After installation is complete, the following command should tell you which version you’re running


$ quarto help

  Usage:   quarto 
  Version: 0.9.639
...

In addition you should check that the installation works, can render markdown documents and has found Python and R. To do this run:

$ quarto check
[✓] Checking Quarto installation......OK

[✓] Checking basic markdown render....OK

[✓] Checking Python 3 installation....OK

[✓] Checking Jupyter engine render....OK

[✓] Checking R installation...........OK
 
[✓] Checking Knitr engine render......OK

Some installation issues seem to persist when installing into a Docker container on the Apple M1 (non-intel chips). If you can’t sort out the installation issues, you can install it on your local OS by following the instruction on the website.

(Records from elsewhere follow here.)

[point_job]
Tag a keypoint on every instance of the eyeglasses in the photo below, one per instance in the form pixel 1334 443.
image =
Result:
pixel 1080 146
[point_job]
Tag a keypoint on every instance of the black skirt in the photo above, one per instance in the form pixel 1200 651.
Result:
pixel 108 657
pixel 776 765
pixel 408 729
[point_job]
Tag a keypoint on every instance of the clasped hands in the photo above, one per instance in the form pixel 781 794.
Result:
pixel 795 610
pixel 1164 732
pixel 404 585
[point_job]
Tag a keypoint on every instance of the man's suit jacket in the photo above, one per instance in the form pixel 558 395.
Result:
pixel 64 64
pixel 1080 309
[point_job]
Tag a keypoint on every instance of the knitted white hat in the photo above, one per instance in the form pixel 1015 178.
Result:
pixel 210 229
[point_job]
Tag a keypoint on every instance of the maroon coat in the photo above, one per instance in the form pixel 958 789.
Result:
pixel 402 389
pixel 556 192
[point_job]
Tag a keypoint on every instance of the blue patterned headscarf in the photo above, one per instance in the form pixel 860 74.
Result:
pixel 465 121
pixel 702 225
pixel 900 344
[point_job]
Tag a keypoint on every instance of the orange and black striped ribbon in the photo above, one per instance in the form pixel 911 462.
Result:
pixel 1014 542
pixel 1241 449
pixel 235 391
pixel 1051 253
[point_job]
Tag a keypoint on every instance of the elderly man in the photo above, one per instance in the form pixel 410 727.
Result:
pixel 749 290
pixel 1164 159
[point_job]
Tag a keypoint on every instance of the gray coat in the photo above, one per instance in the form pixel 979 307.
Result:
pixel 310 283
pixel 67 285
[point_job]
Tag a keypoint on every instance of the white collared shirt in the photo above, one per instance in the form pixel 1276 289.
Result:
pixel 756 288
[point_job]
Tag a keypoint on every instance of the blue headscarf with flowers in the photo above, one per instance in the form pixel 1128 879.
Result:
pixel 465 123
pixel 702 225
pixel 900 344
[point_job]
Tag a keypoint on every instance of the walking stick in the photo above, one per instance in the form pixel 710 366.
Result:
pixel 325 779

When you ran quarto help, several commands were listed. The most useful are:

Command Arguments Description
render [input], [args...] Render input file(s) to various document types.
preview [file], [args...] Render and preview a document or website project.
serve [input] Serve a Shiny interactive document.
create-project [dir] Create a project for rendering multiple documents.
convert <input> Convert documents to alternate representations.

Using quarto in a notebook

In the courses repo you’ll file a directory called 05-python/the_joy_of_jupyter/quarto. The frist two files are self-explanatory, they use a python script with annotations for use in VS code, i.e. # %%, and as a plain notebook.

The file 03_notebook_quarto.ipynb is a Python notebook the contains annotations for using quarto. To render this file, execute:

quarto render 03_notebook_quarto.ipynb --execute

The --execute command will force executation of all the code chunks, otherwise it assumes you’ve already done it in the notebook.

Pure Quarto

Quarto itself works like Rmarkdown, as shown in 04_quarto_plain.html. If you have the Quarto extension in VS Code, you can click on the render button that will appear at the top of the document in VS Code if you have the quarto extension installed. Otherwise, execute:

quarto render 04_quarto_plain.qmd --execute 

Chunk Options

See the Jupyter Code Cell options for configuration of each code chunk.